The other side of the French headscarf debate, where Muslim women demand the freedom to wear the veil, is the fact that women in many Muslim countries have no freedom not to wear the veil. The most notorious example of this is Iran, where during the Khomeini revolution the veil was for many a symbol of freedom. This from Persian Journal, with thanks to Nicolei:
She walked into a public square in Tehran last March, doused herself with gasoline and set herself aflame. The last words of Dr. Homa Darabi, Iranian university professor and activist against the Islamic regime, were, “Death to dictatorship! Long live freedom!” . . .
Inspired by hopes for democracy, economic prosperity for all classes, gender equality and a leadership that would not allow Iranian culture to be swallowed up by Western values, many Iranian women joined the 1978-’79 rebellion against the rule of the Shah.
Women came together to protest such sexist attitudes as expressed by the Shah in 1973 when he said, “A woman is important in a man’s life only if she is beautiful and charming. . . . You are equal to a man in the eyes of the law. But excuse me for saying so, you are certainly not equal [to a man] in your capabilities.”
But did the Iranian Revolution and the Islamic Republic come through for women? Did it give them the freedom, the equality and the dignity that it promised? Fourteen years after the revolution, perhaps the most revealing answer to this question was given by Darabi when she sacrificed herself.
Zaria, a member of L’Association des femmes Iraniennes de Montr?al, said the public suicide of Darabi “was to show all the injustices against a woman [in Iran].”
Zaria said Darabi had repeatedly tried to leave the country to see her children, but was denied permission because her husband would not sign a consent form.
“In Iran, women are not allowed to leave unless their husbands give them permission,” explained Zaria, noting that if a woman does not have a husband, it is the father who gives permission. “It is always the man who is in power.”
Darabi’s suicide speaks most loudly as a testimony for the conditions surrounding Iranian women because of the silence that surrounded her act. Neither the Iranian nor the international press took it seriously. Zaria claims her association tried to contact the Montreal press, “but nobody would listen.”
At the start of the rule of the Islamic Republic, women were a central part of revolutionary activities. They used their influence to rally support for Khomeini through women’s groups, charity work and propaganda in the Iranian women’s journals, such as Zan-e-Rouz.
The Ayatollah recognized the participation of these women and made efforts to “praise” them.
He is quoted as saying, “In our revolutionary movement, women have. . .earned more credit than men, for it was the women who not only displayed courage themselves, but also had reared men of courage. . . . If nations were deprived of courageous women to rear true men, they would decline and collapse.”

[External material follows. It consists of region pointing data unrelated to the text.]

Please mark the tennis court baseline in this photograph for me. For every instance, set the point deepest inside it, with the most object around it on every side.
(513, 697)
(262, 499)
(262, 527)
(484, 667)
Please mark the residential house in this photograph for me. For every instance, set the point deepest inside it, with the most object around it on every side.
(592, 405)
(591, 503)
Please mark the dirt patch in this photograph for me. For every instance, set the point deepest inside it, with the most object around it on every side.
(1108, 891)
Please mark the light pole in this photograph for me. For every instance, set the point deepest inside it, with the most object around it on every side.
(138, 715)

Iranian women began to receive the rewards for their support of the Islamic Republic soon after 1981. The first of these was the compulsory hijab (Islamic modest dress) in the work place.

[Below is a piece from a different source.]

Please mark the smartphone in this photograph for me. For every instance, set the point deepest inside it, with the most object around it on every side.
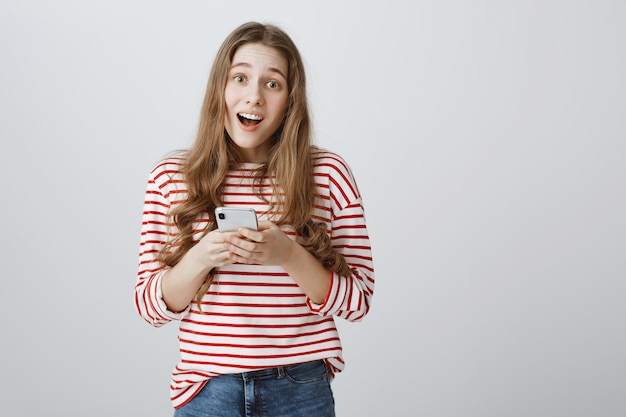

This was followed by a law ordering the hijab in all public places, for all women, Muslim or not.
Women had fought in the revolution so that their choices would be expanded. They had donned the veils at the demonstrations against the Shah to say that nobody could stop them from wearing the veil if they wanted. The Islamic regime reversed their statement and made it impossible for women to choose not to practice the hijab. . . .
The new policy concerning women continued to be implemented in a series of laws between 1981 and 1983. Segregation of the sexes stretched to public pools, buses and, finally, to educational institutions. Women’s voices were banned from the radio and female singers and actresses were no longer seen on television. Women were systematically purged from any high-level government positions and were banned from participating in the judiciary. More and more, the public role of women was equated with corrupted morality and lack of chastity.
An example of this policy in practice was the December 1979 execution of Farrokhru Parsa, the female minister of education. Parsa was accused of promoting prostitution, corrupting the earth, and “warring against God.” . . .
At the same time as the new policies were being implemented, the constitution of the Islamic Republic enshrined women’s right to vote, saying that both men and women were equal before the law.
The stipulation was qualified, however, by adding that the equality only went so far as the Shar’ia (Islamic law) allowed.
This meant that women were subject to many restrictions. One example, cited by Zaria, is the inability of women to divorce.
Another is the lack of credibility given to a woman’s testimony in a court of law. Zaria explained that, whereas a male witness’ testimony to the crime of assassination is accepted, “it takes two female witnesses to give the same credibility.” . . .
When the women of Iran supported the revolution, they did so because of the promise of more equality for everyone. Unfortunately, women have fallen prey to a new, but no less drastic, form of oppression than that of the regime they helped to destroy.